We are of the opinion, however, that only claims 3, 4, and 7 which specifically claim the thermally responsive control means should be held valid. Claims 1, 2, and 8 are too broad to be sustained, since in each there is an attempt to claim any and all means of automatic control which stops the process when reactivation is complete while appellee's patent teaches only the use of the thermally responsive means. There may be other means just as effective yet to be discovered. The field should not be closed to invention. Moreover, other kinds of automatic control are disclosed in references such as Cooke, No. 870,546, and Carroll, No. 1,567,710. Taggart v. Bremner, 295 F. 506 (C. C. A. 7); Holland Furniture Co. v. Perkins Glue Co., 277 U.S. 246, at pages 257, 258, 48 S. Ct. 474, 72 L. Ed. 868.

Appellants' structure is the same in principle, and, in substantial effect, has all of the elements specified in claims 3, 4, and 7 of the patent. It adopts the basic conception of a thermally responsive automatic control means which reacts to the rising temperature at the outlet end of the material container to shut down the machine following complete reactivation of the material. It is true that appellants' thermostat is located, not in the air cap in the container, but in an adjoining container into which the heated air passes directly from the discharge end of the material container. It is also true that appellants' structure shows a rearrangement and a reversal of parts. But the parts as rearranged have the same functional relation as in the patent. Form does not constitute the essence of the patent in suit nor is the particular form suggested essential to the performance of its functions. Wherefore, the rearrangement or reversal of its parts or a mere change in the location of the parts will not avoid infringement. Walker on Patents (6th Ed.) vol. 1, § 419; Adam v. Folger, supra. There is no essential difference in the two structures, and we hold that appellants' structure infringes claims 3, 4, and 7 of appellee's patent.
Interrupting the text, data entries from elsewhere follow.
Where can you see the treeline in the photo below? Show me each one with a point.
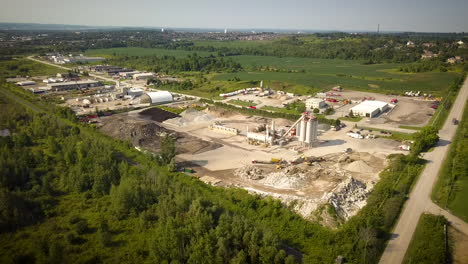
(169, 64)
(455, 166)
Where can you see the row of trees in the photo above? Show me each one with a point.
(170, 64)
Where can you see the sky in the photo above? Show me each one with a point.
(345, 15)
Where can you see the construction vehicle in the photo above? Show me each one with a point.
(275, 160)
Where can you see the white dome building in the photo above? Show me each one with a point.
(160, 97)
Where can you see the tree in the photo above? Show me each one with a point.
(104, 234)
(168, 151)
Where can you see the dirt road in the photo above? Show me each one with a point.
(420, 200)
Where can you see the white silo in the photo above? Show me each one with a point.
(303, 129)
(308, 132)
(311, 134)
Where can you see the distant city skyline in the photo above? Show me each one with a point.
(339, 15)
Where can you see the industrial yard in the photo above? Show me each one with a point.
(233, 150)
(304, 163)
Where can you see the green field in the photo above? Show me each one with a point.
(306, 75)
(143, 52)
(25, 67)
(241, 102)
(324, 74)
(428, 242)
In view of the foregoing, we are of the opinion that the decree of the District Court should be modified as follows: (1) The part that declares the trade-mark registration rights of the parties should be eliminated. (2) The part that deals with patent No. 1,- *892 594,947 should be modified to hold claims 1, 2, and 7 valid but not infringed, and claims 4 and 9 to be valid and infringed. (3) The part that deals with patent No. 1,667,316 should be modified to hold claims 1, 2, and 8 invalid, and claims 3, 4, and 7 valid and infringed. So modified, the decree is affirmed.